Garcilaso de la Vega, the great Spanish Renaissance poet, died on a day like today in 1536 in Nice. His life, full of military intrigue and achievement, competes in brilliance with a scarce but fundamental work in Spanish literature. In his memory I rescue 5 of his sonnets to remember it.
Table of Contents
- 1 Garcilaso de la Vega
- 2 His work
Garcilaso de la Vega
Born in Toledo, within a noble Castilian family. From a very young age he participated in the political intrigues of Castile until in 1510 he entered at the court of King Charles I. He took part in numerous military and political battles and participated in the expedition to Rhodes, in 1522, together with Juan Boscan, of whom he was a good friend. In 1523 he was appointed knight of Santiago and, a few years later he moved with Carlos I to Bologna where he was crowned emperor.
He suffered exile and then went to Nápoles, where it stayed. However, in the assault on the fortress of Muy, in French Provence, it was mortally wounded in combat. After being transferred to Nice died there on a day like today 1536.
His little work that has been preserved, written y entre 1526 1535, was published in a way posthumous together with that of Juan Boscán under the title of The works of Boscán with some of Garcilaso de la Vega. This book inaugurated the Literary Renaissance in Spanish Letters. The influence of Italian poetics and metrics can be seen openly in all his work and Garcilaso adapted them to the Castilian meter with very good results.
Regarding the content, many of his poems reflect the great passion of Garcilaso for the Portuguese lady Isabel freyre. He met her at court in 1526 and her death in 1533 deeply affected him.
I choose these 5 sonnets out of the 40 who wrote, in addition to 3 eclogues.
Sonnet V - Your gesture is written in my soul
Your gesture is written in my soul,
and how much I want to write about you;
you wrote it by yourself, I read it
so alone, that even of you I keep myself in this.
In this I am and always will be;
that although it does not fit in me how much I see in you,
of so much good what I don't understand I think,
already taking faith for budget.
I was not born except to love you;
my soul has cut you to its measure;
out of habit of the soul itself I love you.
How much I have I confess I owe you;
I was born for you, for you I have life,
for you I must die, and for you I die.
Sonnet XIII - Daphne's arms were already growing
Daphne's arms were already growing,
and in long branches he showed himself;
in green leaves I saw that they became
the hair that the gold darkened.
They were covered with rough bark
the tender limbs, which were still bubbling:
the white feet on the ground knelt down,
and they turned into crooked roots.
He who was the cause of such damage,
by dint of crying, I grew
this tree that watered with tears.
Oh miserable state! Oh bad size!
That with crying it grows every day
the cause and the reason why he cried!
Sonnet IX - My lady, if I am absent from you ...

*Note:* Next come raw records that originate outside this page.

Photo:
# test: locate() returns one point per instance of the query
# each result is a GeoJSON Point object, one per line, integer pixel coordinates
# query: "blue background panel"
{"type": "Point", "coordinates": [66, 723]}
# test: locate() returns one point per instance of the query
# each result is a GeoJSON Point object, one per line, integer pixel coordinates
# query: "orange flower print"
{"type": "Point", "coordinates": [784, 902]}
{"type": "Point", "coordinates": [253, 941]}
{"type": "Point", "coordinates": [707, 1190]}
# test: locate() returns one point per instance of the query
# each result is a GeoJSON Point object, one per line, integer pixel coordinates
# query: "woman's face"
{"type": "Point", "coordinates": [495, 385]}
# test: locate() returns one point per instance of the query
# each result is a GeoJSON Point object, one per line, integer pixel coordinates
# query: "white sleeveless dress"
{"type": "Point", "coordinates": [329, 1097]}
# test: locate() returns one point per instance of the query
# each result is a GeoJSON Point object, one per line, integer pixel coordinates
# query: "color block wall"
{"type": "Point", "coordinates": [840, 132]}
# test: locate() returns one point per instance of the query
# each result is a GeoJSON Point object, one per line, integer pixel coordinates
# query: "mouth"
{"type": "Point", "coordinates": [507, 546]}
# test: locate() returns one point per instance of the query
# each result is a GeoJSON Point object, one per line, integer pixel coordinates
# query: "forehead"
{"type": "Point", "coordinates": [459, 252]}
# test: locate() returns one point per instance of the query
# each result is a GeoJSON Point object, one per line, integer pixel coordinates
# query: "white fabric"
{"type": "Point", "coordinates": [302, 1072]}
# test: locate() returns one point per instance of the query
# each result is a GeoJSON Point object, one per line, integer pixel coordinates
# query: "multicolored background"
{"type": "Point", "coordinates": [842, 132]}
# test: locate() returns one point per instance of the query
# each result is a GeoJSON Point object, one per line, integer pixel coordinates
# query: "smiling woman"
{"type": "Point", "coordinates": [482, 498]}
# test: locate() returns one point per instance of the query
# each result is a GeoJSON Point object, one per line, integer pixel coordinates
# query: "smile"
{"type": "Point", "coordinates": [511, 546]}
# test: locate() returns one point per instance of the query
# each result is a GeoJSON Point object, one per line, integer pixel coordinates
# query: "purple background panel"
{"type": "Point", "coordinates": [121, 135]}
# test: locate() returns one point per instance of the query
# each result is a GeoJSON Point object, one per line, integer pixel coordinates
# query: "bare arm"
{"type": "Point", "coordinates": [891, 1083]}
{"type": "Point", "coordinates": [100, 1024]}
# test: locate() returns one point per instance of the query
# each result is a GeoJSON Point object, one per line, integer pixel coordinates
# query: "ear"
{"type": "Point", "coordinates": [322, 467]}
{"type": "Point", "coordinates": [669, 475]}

My lady, if I am absent from you
in this hard life and I don't die,
it seems to me that I offend what I love you,
and to the good that he enjoyed being present;
after this then I feel another accident,
which is to see that if I despair of life,
I lose how much good I hope from you;
And so I walk in what I feel differently.
In this difference my senses
they are, in your absence and in stubbornness,
I no longer know what to do in such a size.
I never see each other except at odds;
of such art they fight night and day,
that they only agree on my damage.
Sonnet VII - Who has lost so much lose no more ...
Do not lose more who has lost so much,
enough, love, what has happened to me;
good for me, I have never tried
to defend me from what you have wanted.
I have dressed your temple and its walls
of my wet clothes and adorned,
as it happens to who has already escaped
Free from the storm in which I was seen
I had sworn never to get in again,
at my power and my consent,
in another such danger, as vain.
But what comes I will not be able to use;
and in this I do not go against the oath;
that it is neither like the others nor in my hand.
Sonnet XIV - Like the tender mother, that the suffering ...
Like the tender mother, that the suffering
son is asking him with tears
something, of which eating
He knows that the evil he feels has to bend,
and that pious love does not allow him
that consider the damage that doing
what he asks him to do, he runs,
appease the crying and double the accident,
so to my sick and crazy thought
that in his damage he asks me, I would like
take away this deadly maintenance.
But ask me and cry every day
so much that how much he wants I consent to him,
forgetting their luck and even mine.